At risk of being yet more incendiary (no pun intended), whilst there can be no doubt the film is a great vehicle for Day Lewis, I'd contend that he has been better. More than once I felt he was Acting with a capital `A'. Am I alone in having found him more subversive, moving, and above all subtle in his earlier films such as My Beautiful Launderette, My Left Foot and The Unbearable Lightness of Being? Whereas here, as with Gangs of New York, he seems to over egg it, creating a sense he is playing in a different movie to everyone else.
Finally, talking of over egging...that score. It interrupted constantly, like a radio in the same room tuned to a different station. At times it felt better suited to a thriller, at times to an epic romance. Never did it seem to sit with the film it had - presumably - been written for. And that, for me, sealed it. 3 stars.

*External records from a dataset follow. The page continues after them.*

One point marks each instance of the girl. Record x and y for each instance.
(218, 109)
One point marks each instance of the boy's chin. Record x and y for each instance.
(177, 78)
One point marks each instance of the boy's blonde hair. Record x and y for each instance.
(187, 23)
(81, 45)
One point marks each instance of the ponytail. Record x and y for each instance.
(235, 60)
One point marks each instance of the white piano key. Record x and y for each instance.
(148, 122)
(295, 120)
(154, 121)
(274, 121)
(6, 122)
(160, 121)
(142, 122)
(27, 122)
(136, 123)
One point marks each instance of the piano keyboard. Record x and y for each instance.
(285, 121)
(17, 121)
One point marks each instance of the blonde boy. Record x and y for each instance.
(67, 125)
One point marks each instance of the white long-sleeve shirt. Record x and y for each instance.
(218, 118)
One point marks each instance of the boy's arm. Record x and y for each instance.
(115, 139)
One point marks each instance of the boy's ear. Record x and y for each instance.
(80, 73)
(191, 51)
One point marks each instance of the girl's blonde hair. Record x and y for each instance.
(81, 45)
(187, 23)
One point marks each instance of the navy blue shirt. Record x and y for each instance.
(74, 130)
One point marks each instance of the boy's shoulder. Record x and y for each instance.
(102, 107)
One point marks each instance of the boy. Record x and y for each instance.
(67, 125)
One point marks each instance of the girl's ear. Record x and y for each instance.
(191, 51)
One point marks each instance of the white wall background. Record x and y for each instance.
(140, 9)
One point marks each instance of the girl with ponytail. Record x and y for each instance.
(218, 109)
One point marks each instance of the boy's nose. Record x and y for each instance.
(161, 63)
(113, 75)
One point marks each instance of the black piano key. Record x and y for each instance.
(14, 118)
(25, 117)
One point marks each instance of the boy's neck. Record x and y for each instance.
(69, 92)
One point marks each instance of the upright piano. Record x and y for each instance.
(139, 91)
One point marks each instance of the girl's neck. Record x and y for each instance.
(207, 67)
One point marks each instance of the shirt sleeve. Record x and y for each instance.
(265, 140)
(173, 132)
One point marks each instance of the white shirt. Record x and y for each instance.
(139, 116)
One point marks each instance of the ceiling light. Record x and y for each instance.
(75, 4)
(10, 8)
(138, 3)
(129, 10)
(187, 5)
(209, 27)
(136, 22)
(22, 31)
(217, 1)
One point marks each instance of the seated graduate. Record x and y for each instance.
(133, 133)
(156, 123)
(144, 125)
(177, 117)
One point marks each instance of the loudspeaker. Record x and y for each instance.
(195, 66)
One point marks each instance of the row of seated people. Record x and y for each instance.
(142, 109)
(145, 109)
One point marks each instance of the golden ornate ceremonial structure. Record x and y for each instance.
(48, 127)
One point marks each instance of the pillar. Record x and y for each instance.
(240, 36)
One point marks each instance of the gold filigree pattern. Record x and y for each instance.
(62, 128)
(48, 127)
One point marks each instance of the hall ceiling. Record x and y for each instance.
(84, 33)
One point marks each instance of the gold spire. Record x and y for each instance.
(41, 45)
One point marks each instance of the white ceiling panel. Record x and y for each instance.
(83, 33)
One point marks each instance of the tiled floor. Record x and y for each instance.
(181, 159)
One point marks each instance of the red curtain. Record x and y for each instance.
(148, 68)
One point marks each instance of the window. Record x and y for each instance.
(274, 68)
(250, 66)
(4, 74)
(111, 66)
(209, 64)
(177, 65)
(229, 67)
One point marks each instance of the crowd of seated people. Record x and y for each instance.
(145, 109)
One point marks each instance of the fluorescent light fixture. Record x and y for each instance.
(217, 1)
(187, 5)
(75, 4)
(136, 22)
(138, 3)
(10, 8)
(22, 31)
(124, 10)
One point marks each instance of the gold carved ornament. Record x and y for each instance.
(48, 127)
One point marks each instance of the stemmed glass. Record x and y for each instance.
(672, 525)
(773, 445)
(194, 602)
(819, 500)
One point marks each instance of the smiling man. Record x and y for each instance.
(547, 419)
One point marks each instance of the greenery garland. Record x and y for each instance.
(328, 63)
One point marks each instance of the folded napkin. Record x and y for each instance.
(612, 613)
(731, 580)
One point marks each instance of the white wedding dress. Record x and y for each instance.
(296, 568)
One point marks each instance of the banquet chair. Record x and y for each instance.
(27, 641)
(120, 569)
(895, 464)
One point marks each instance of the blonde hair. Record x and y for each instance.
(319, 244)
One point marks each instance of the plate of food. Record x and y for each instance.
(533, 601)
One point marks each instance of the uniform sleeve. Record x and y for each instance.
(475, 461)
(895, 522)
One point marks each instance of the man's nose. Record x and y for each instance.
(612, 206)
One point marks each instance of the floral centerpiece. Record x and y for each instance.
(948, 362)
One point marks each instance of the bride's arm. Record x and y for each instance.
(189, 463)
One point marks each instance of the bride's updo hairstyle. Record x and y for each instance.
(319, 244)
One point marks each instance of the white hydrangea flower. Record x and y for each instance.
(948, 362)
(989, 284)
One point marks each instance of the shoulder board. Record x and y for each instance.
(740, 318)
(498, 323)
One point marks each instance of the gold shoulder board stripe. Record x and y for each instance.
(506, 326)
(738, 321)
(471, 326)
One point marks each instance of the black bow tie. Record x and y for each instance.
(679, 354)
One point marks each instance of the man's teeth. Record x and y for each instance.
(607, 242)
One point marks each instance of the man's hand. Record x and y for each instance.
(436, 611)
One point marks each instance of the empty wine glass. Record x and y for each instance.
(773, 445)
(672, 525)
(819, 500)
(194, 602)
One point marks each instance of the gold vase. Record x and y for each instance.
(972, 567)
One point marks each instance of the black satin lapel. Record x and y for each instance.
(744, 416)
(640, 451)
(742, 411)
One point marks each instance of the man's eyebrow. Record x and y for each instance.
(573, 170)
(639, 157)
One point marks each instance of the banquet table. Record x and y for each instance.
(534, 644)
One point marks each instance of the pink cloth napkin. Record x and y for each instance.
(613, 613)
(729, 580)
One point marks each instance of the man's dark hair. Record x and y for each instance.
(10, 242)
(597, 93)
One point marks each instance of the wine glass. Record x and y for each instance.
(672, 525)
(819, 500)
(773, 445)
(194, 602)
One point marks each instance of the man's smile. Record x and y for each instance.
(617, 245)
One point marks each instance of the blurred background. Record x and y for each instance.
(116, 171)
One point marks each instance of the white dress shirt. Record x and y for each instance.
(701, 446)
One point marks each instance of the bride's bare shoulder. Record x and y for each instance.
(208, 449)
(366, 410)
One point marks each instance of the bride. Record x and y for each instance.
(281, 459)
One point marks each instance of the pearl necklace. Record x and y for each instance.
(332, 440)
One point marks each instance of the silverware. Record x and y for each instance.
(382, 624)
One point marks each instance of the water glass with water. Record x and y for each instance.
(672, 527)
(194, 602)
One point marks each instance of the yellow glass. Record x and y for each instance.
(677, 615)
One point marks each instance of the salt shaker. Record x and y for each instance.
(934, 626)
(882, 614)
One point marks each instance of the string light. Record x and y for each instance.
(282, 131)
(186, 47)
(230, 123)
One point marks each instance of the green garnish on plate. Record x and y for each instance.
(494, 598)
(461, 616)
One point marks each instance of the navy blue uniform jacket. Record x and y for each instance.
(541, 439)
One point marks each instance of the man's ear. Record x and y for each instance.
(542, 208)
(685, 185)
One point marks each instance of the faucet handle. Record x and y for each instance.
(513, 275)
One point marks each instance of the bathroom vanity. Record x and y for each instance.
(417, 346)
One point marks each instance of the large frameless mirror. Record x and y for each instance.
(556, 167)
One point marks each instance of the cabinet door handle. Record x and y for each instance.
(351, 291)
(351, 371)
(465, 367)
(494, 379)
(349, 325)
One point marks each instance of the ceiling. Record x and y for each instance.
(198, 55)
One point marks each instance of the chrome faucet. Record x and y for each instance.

No more, no less.
Bloody Good
Firstly, I disagree with any reviewer who deems this film "boring". Very true that it is of slow velocity in comparison to the majority of contemporary blockbusters, but is this necessarily a bad trait? On the contrary I found it refreshingly intelligent, and in an audacious attempt, reverts to good old traditional film making, of which minimal script and superb acting (which I might add, the screen presence exuded by Day-Lewis is second to none, and is comparable to Javier Bardem's chilling performance as Anton Chigurh in 'No Country For Old Men') carry the film. This, combined with alluring cinematography, tangible score, and Anderson's directorial prowess, yields one fine movie experience.